Parabéns, Mary!

março 30, 2009

117Foi há 63 anos, num 30 de março, às oito e meia da manhã, que a filha de Wilma Cabral Brum e Euclides do Nascimento Brum veio ao mundo. Foi a primeira de seis rebentos. Batizaram-na de Mary Terezinha Cabral Brum. Mary, sugestão de um tio. Terezinha em alusão à Santa Teresinha, de quem dona Wilma era devota.

Mary nasceu em Tupanciretã, mas andou por outros municípios durante a infância – andanças contadas, a propósito, em A gaita nua, seu livro de memórias. Lá pelo início da adolescência, a moreninha que já floreava as primeiras notas no acordeom chegou à Bagé. Na “Rainha da Fronteira” e ao lado de sua família, estabeleceu residência. Ali,  em abril de 1961, conheceu o parceiro que mudaria sua vida.

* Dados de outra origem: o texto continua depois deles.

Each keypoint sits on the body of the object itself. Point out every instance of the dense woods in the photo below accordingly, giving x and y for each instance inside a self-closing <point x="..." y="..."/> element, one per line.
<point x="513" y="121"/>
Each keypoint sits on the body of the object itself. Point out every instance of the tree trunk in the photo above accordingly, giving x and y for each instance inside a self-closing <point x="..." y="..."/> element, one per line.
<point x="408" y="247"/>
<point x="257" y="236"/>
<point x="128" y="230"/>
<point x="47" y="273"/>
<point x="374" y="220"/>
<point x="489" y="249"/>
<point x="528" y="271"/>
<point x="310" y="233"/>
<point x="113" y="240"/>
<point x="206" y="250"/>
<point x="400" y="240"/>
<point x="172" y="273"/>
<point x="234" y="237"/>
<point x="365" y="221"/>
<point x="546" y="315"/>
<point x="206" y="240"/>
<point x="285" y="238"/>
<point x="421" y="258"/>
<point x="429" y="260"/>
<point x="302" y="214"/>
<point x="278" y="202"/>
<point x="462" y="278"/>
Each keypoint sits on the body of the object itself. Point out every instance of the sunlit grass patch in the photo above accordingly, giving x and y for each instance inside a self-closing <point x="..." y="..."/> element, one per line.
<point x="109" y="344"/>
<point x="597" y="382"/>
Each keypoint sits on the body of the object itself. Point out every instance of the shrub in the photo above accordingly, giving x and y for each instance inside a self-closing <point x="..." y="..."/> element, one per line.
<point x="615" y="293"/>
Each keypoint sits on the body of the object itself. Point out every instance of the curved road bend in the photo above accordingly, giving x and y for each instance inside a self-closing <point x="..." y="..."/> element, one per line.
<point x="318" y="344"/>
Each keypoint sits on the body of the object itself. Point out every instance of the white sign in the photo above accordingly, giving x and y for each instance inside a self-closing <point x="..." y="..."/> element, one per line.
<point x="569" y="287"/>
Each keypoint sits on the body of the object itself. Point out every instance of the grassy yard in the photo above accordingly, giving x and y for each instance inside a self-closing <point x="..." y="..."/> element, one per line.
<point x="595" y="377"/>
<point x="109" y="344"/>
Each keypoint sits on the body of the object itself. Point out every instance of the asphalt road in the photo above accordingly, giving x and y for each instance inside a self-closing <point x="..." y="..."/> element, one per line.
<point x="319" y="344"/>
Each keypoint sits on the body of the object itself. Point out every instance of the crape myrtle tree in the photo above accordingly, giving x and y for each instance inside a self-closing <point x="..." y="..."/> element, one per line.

A história é conhecida dos fãs e já foi contada em documentários, livros e entrevistas. Teixeirinha chegara a Bagé para se apresentar no Cine Glória. Gravara Coração de luto no ano anterior e estava “estourado” em todo o Brasil. Mary, com apenas 15 anos, era famosa na região por tocar as canções do “rei do disco” nas rádios locais. O apelido, “Teixeirinha de Saias”, não deixava dúvidas sobre o talento da menina.

Na noite de 4 de abril, os bageenses se acolheraram nas dependências do Glória para ver Teixeirinha. Detrás da cortina, o mais novo astro da MPB estava com problemas: seu gaiteiro, Ademar Silva, não conseguira chegar a tempo para o show. Quem acompanharia Teixeirinha?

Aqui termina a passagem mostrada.